El pequeño recorría las páginas una y otra vez con las manos. Buscaba en los libros más viejos y polvorientos, en los que sólo hablaban del Gran Mundo. Pero no había nada. Tal vez no se fijaba en los puntos adecuados. O quizá los autores de las crónicas no habían considerado necesario consignar la localización de la gran ciudad, por tratarse de un punto de todos conocido. O posiblemente la información se había perdido. Las crónicas más antiguas no eran los textos originales; de eso estaba seguro. Los verdaderos se «habían destruido de puro viejos hacía cientos de miles de años. El poseía copias de copias de copias, escritas a partir de las maltrechas versiones anteriores por generaciones de cronistas durante la larga noche transcurrida dentro del capullo. ¿Quién sabía qué parte del texto había sido modificada por error, o descartada por entero en ese constante proceso de transcripción? Gran parte del contenido de los textos le resultaba del todo incomprensible. Y lo que allí había, si bien a menudo era suficientemente claro, otras veces tenía la engañosa lucidez espectral de los sueños, donde todo parece correcto y lógico aunque en realidad nada tiene sentido.

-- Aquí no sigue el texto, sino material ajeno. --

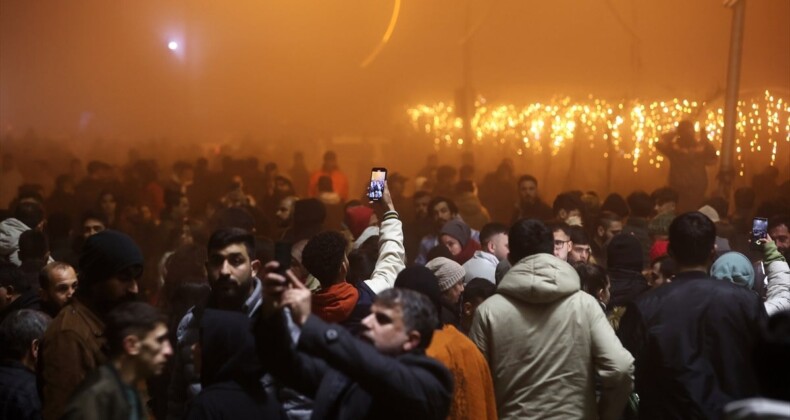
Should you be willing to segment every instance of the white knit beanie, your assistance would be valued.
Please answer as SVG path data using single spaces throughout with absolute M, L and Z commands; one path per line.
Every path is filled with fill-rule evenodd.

Hresh pensó que tal vez fuera el momento de emplear el Barak Dayir Pero tenía miedo. Nunca había tenido miedo de nada, ni siquiera cuando había intentado fugarse del capullo. Pero no, eso no era cierto. Había temido que Koshmar le matara; la muerte le asustaba, para qué negarlo. Pero la muerte era la única pregunta que contenía su propia respuesta, y cuando uno hacía la pregunta y obtenía la respuesta, todo acababa, uno ya no era nada. Así que ésa era la única respuesta que temía.

La pregunta de cómo utilizar la Piedra de los Prodigios bien podría ser la misma que cómo comprender la muerte. Y si no se protegía debidamente, acaso ambas tuvieran idéntica respuesta. Dejó el Barak Dayir en el estuche de terciopelo.